El doctor nos explicó que necesitaban monitorear de cerca a la bebé porque los latidos indicaban que estaba entrando en sufrimiento fetal y no lograba salir. Para poder medir bien sus niveles, tuvieron que puyarle la cabecita desde adentro... ¡y lo hicieron tres veces! 😢 Fue una situación sumamente angustiante y dolorosa. En ese punto ya no podía más con el dolor, era demasiado, así que pedí la epidural. En cuanto me la colocaron sentí un alivio enorme; el dolor seguía ahí, pero al menos era soportable y me dio las fuerzas que me quedaban.

¡Bienvenida al mundo, Amelia Elin! 

El médico me advirtió que la tercera oportunidad sería la última que me darían para intentar un parto natural antes de evaluar otras opciones. Saqué fuerzas de donde no tenía, puse todo mi corazón y, tras lo que sentí como una auténtica tortura allá abajo... por fin, ¡Dios mío, por fin salió!

A las 3:50 de la madrugada nació nuestra preciosa princesa. Era la cosita más chiquitita, perfecta y hermosa que mis ojos habían visto jamás. Rompí a llorar. Jamás olvidaré que, estando en mi pecho llorando, de inmediato estiró su manita y le agarró el dedito a su papá. Y ahí se quedó, en el pecho de su mami. Fue el momento más hermoso del mundo.
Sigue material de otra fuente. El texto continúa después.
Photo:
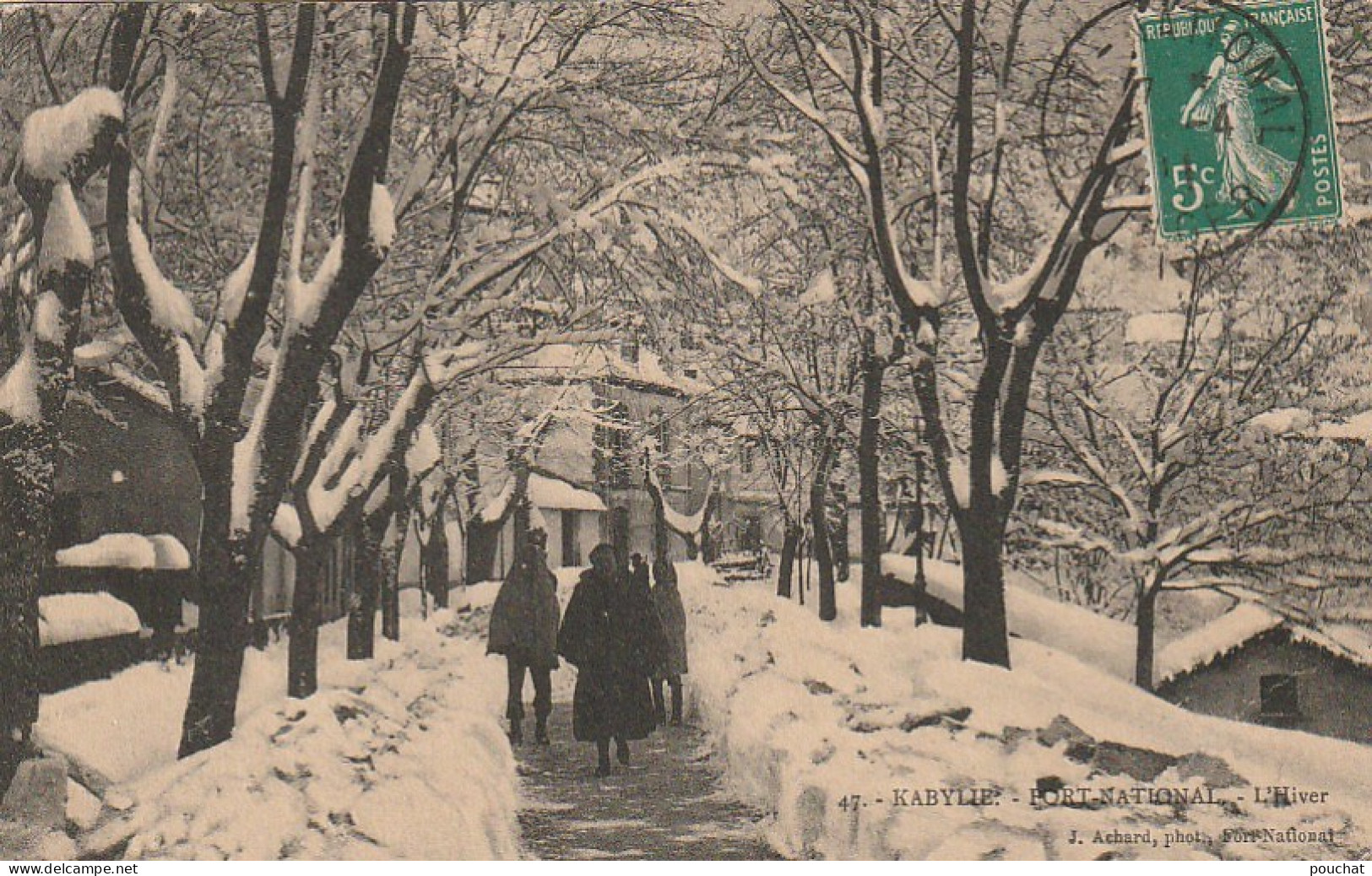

El postparto aquí en Suecia también me sorprendió muchísimo por lo rápido de todo. Amelia nació a las 3:50 am y ya a las 10:44 am del mismo día nos estábamos subiendo al carro de regreso a casa. Por cierto, ¿recuerdan a Aiden? ¡Nunca contestó el teléfono en toda la noche! Así que regresamos, sin saber cómo estaban él y Bruno. Llegar a nuestro propio hogar tan rápido nos dio una paz y una tranquilidad increíbles para comenzar esta nueva etapa en familia.

Hoy, un año después, miro a mi niña y sé que cada segundo de dolor valió la pena. ¡Feliz primer cumpleaños, mi Amelia Elin!